ATI RN
ATI RN Exit Exam Test Bank
1. A nurse is caring for a client who is at risk for developing deep vein thrombosis (DVT). Which of the following interventions should the nurse implement?
- A. Massage the client's legs every 4 hours.
- B. Administer prophylactic antibiotics.
- C. Apply sequential compression devices to the client's legs.
- D. Encourage the client to remain on bed rest.
Correct answer: C
Rationale: Applying sequential compression devices is the appropriate intervention for a client at risk for developing deep vein thrombosis (DVT). This intervention helps prevent venous stasis by promoting circulation in the lower extremities, reducing the risk of DVT. Massaging the client's legs every 4 hours is contraindicated as it can dislodge a blood clot and increase the risk of embolism. Administering prophylactic antibiotics is not indicated for preventing DVT. Encouraging the client to remain on bed rest can contribute to venous stasis and increase the risk of developing DVT.
2. A client has a new prescription for furosemide. Which of the following laboratory values should the nurse monitor?
- A. Potassium
- B. Sodium
- C. Calcium
- D. Hemoglobin
Correct answer: A
Rationale: When a client is prescribed furosemide, monitoring potassium levels is crucial due to the drug's potential to cause hypokalemia. Furosemide is a loop diuretic that promotes potassium excretion in the urine, leading to a risk of low potassium levels. Monitoring potassium levels helps in detecting and preventing hypokalemia, which can result in adverse effects like cardiac dysrhythmias. Sodium, calcium, and hemoglobin levels are usually not directly affected by furosemide, making them less pertinent for monitoring in this specific scenario.
3. A nurse is assessing a client who is receiving morphine via a patient-controlled analgesia (PCA) pump. The nurse should identify that which of the following findings is a manifestation of opioid toxicity?
- A. Bradypnea.
- B. Tachycardia.
- C. Hypertension.
- D. Diaphoresis.
Correct answer: A
Rationale: Corrected Rationale: Bradypnea, or slow breathing, is a common sign of opioid toxicity. When a client is experiencing opioid toxicity, the respiratory system is usually the most affected, leading to a decrease in the respiratory rate (bradypnea). Tachycardia (increased heart rate), hypertension (high blood pressure), and diaphoresis (excessive sweating) are not typical manifestations of opioid toxicity. Therefore, the correct answer is bradypnea.
4. A nurse is planning care for a group of clients. Which of the following clients should the nurse plan to assess first?
- A. A client who has a fractured femur and reports feeling short of breath.
- B. A client who is postoperative and has abdominal distention.
- C. A client who is receiving IV fluids and has a temperature of 38.5°C (101.3°F).
- D. A client who has cancer and has been receiving radiation therapy.
Correct answer: A
Rationale: The correct answer is A. A client with a fractured femur and reports feeling short of breath is at risk for a fat embolism, which is a medical emergency. The nurse should assess this client first to rule out this serious complication. Choice B may indicate paralytic ileus, which is important but not immediately life-threatening compared to a fat embolism. Choice C has a fever, which indicates infection but is not as urgent as a potential fat embolism. Choice D, a client receiving radiation therapy, is not experiencing an acute, life-threatening complication that requires immediate assessment compared to a fat embolism.

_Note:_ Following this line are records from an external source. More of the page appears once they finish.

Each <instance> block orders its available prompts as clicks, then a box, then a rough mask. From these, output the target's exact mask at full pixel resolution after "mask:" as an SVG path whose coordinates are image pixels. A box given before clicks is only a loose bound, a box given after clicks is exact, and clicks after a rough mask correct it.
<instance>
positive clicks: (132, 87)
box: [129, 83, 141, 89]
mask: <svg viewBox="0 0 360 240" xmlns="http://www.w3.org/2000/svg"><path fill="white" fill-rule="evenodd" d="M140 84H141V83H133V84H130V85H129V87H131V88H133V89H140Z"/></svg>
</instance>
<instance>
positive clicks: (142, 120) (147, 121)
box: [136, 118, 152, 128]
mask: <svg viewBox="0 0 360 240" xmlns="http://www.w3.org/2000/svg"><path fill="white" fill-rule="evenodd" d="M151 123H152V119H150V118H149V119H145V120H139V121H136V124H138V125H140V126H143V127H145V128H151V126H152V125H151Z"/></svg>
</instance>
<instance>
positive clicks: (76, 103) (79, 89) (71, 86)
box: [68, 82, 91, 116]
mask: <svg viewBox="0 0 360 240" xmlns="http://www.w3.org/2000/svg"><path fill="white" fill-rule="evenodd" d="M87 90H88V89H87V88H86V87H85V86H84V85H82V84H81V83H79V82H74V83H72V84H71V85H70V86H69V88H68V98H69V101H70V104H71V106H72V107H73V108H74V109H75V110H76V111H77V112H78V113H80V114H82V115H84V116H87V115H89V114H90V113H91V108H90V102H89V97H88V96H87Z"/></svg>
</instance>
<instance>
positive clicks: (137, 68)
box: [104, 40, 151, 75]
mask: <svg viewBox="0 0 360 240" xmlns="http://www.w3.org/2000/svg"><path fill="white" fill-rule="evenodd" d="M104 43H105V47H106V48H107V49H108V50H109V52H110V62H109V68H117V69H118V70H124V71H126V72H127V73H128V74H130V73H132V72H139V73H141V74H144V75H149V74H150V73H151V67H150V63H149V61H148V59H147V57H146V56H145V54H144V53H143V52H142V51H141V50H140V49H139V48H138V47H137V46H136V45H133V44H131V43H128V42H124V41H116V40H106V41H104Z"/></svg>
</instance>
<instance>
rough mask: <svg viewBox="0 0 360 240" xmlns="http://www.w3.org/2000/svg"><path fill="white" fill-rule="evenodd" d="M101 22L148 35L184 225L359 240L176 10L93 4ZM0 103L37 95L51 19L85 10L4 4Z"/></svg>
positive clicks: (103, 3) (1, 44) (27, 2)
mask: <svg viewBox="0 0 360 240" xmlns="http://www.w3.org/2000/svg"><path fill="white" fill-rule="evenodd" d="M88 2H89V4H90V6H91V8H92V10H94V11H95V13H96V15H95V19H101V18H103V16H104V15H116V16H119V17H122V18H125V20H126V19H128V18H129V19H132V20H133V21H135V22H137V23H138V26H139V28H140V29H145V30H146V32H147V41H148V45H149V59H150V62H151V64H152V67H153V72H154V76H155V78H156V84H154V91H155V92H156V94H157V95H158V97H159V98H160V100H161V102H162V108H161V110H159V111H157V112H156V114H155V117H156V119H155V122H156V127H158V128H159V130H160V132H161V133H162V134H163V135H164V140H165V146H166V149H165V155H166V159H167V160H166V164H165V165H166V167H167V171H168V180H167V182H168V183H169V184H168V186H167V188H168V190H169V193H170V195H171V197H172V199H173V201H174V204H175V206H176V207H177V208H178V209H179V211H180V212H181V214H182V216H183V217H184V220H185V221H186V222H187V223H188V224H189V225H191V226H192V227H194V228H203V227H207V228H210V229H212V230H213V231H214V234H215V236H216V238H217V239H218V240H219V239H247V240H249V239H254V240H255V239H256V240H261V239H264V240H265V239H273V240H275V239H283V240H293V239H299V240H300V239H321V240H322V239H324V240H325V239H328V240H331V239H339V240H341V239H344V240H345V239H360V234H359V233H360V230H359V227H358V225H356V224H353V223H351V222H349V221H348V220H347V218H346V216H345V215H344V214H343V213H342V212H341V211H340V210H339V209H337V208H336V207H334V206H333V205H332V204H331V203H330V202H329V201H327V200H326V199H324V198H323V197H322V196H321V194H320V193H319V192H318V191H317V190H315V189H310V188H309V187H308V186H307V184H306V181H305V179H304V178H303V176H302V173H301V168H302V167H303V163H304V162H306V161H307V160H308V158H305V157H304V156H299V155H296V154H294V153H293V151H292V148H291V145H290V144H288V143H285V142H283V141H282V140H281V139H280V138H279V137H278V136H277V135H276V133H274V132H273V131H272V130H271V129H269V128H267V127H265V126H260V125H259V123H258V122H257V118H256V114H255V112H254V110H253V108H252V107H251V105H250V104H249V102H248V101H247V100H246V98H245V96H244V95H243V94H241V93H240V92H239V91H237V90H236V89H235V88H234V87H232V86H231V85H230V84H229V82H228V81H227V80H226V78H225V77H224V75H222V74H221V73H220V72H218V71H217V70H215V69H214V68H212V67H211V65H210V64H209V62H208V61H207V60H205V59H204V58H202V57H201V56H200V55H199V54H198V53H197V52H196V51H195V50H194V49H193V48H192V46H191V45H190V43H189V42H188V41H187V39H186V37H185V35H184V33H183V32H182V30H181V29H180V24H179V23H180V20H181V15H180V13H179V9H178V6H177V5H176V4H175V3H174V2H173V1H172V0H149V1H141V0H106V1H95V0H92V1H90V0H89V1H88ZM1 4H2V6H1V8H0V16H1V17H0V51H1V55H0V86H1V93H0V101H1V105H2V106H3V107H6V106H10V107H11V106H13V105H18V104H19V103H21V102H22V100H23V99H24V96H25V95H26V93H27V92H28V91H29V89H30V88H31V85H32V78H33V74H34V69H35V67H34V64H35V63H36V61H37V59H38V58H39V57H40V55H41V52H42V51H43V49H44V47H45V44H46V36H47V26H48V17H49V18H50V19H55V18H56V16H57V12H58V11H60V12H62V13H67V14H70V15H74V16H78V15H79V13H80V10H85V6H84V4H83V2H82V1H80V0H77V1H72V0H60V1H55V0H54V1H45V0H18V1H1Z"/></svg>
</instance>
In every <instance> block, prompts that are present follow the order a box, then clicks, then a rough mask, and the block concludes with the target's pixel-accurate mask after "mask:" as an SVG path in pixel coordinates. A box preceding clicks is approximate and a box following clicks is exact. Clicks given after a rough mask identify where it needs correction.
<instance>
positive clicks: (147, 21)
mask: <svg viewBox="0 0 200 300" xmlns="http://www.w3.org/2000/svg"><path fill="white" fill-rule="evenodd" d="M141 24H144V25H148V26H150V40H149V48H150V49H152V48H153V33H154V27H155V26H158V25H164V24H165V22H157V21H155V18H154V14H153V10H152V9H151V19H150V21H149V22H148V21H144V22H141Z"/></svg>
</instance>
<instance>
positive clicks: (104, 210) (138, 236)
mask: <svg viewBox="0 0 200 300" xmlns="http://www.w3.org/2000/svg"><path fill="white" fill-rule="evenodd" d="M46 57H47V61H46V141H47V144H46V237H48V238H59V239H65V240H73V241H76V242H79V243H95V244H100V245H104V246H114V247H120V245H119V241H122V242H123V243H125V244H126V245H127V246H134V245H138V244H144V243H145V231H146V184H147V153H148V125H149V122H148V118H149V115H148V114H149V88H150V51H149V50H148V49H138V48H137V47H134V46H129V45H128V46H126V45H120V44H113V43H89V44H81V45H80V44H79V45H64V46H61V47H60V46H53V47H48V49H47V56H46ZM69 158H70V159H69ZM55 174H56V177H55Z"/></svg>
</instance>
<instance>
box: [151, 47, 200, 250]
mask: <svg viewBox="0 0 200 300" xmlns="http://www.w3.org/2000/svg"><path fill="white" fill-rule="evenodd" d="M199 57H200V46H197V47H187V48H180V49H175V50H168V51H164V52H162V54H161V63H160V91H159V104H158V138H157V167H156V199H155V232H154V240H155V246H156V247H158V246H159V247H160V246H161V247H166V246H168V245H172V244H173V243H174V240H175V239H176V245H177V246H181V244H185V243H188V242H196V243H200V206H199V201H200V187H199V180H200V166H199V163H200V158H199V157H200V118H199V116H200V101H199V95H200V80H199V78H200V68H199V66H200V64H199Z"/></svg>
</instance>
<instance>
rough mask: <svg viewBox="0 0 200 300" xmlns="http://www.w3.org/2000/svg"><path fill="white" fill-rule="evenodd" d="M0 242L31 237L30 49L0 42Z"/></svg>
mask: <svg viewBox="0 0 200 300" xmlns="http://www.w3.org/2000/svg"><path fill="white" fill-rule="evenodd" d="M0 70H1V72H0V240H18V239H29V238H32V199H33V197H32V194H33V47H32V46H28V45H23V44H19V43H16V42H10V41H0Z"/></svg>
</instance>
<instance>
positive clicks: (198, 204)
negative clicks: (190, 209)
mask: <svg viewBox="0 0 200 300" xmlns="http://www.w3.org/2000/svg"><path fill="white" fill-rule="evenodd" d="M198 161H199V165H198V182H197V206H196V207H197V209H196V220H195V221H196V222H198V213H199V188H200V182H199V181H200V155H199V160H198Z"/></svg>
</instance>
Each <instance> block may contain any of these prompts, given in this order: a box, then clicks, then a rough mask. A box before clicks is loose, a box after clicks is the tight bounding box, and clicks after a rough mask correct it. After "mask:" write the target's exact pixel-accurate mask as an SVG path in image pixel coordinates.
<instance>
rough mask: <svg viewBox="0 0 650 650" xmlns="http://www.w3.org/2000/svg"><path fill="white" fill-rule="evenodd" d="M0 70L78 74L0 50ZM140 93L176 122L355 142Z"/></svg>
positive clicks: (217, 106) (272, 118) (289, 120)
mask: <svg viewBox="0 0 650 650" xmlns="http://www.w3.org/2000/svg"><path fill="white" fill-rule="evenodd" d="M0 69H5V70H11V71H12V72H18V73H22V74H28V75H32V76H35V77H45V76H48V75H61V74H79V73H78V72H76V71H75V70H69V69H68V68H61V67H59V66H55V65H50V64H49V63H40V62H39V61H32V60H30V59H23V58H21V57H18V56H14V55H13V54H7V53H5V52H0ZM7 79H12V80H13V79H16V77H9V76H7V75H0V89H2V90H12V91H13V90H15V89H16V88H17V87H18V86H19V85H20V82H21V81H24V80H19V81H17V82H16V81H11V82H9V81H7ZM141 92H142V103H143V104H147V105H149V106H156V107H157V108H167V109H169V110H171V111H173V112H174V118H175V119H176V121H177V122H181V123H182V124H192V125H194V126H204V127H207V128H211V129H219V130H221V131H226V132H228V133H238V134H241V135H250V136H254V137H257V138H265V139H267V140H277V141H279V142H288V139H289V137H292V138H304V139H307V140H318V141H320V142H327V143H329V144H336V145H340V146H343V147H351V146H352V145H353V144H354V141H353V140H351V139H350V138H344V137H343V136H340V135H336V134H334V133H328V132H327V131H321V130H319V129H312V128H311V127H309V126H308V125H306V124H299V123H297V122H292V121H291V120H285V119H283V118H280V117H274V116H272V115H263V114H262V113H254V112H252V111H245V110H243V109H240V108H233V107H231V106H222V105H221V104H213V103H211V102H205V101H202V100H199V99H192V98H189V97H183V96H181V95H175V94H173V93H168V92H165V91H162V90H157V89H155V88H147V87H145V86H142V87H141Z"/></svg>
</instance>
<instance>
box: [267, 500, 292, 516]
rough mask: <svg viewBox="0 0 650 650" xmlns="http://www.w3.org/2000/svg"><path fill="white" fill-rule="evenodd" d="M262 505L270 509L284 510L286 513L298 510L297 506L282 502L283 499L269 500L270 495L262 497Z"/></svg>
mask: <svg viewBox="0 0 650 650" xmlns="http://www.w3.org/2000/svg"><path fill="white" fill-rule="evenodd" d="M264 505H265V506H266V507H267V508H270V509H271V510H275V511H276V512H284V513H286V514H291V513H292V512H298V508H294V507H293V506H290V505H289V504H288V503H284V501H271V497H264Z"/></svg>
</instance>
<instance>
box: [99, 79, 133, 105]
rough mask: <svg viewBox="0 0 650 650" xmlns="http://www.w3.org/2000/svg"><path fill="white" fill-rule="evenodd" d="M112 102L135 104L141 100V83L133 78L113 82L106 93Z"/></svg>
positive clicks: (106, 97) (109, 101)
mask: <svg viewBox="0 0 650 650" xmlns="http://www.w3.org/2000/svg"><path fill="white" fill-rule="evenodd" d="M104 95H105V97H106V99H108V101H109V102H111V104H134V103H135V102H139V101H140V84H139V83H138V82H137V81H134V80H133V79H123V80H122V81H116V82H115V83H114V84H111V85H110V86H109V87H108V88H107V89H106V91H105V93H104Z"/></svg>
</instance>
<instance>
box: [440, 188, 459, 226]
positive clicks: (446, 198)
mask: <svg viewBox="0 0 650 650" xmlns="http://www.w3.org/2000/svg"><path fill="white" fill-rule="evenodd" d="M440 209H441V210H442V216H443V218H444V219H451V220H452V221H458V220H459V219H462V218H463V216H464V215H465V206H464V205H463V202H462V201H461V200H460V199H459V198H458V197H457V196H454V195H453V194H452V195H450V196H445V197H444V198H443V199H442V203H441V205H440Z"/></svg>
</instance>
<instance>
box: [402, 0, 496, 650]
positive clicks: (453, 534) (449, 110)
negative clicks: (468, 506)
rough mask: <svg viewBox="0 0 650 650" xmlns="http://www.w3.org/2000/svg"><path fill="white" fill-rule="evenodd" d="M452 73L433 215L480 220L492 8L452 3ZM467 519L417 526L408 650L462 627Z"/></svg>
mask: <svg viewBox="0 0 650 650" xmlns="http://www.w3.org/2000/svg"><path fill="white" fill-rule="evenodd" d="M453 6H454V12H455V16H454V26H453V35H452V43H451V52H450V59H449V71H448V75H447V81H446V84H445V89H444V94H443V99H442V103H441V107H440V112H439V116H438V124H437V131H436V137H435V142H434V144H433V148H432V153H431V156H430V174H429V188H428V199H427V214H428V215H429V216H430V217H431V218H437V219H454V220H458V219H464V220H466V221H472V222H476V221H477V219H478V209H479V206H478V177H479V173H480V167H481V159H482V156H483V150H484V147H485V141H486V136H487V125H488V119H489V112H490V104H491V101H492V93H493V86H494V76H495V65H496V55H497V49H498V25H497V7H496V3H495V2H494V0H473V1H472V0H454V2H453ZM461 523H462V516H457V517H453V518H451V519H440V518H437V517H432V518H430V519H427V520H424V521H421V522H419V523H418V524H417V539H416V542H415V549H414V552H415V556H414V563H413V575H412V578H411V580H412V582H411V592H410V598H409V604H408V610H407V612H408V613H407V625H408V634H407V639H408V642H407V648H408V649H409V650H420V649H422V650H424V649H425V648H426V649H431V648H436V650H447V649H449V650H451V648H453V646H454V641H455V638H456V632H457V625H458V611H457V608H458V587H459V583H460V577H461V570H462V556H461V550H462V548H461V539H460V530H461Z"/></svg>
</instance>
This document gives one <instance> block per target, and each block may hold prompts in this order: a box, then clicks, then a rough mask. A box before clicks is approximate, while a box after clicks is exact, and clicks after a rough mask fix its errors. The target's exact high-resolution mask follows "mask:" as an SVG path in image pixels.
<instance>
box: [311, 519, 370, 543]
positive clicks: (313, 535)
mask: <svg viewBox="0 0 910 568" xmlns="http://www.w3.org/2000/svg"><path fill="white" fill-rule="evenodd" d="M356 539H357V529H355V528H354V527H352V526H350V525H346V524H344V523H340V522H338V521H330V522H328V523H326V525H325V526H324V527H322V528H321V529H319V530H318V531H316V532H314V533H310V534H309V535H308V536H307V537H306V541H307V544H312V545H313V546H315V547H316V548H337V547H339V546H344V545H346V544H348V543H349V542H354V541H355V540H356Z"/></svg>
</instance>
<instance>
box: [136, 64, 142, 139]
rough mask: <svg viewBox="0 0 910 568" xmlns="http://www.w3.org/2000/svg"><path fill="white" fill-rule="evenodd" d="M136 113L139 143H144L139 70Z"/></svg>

5. What is the most important nursing action for a patient post-surgery?
- A. Monitor vital signs
- B. Monitor the surgical site
- C. Check blood pressure
- D. Check oxygen saturation
Correct answer: A
Rationale: The most crucial nursing action for a patient post-surgery is to monitor vital signs. Monitoring vital signs helps in detecting early signs of complications such as hemorrhage, shock, or infection. While monitoring the surgical site is important for assessing wound healing and signs of infection, it is secondary to monitoring vital signs. Checking blood pressure and oxygen saturation are also important, but they are components of monitoring vital signs.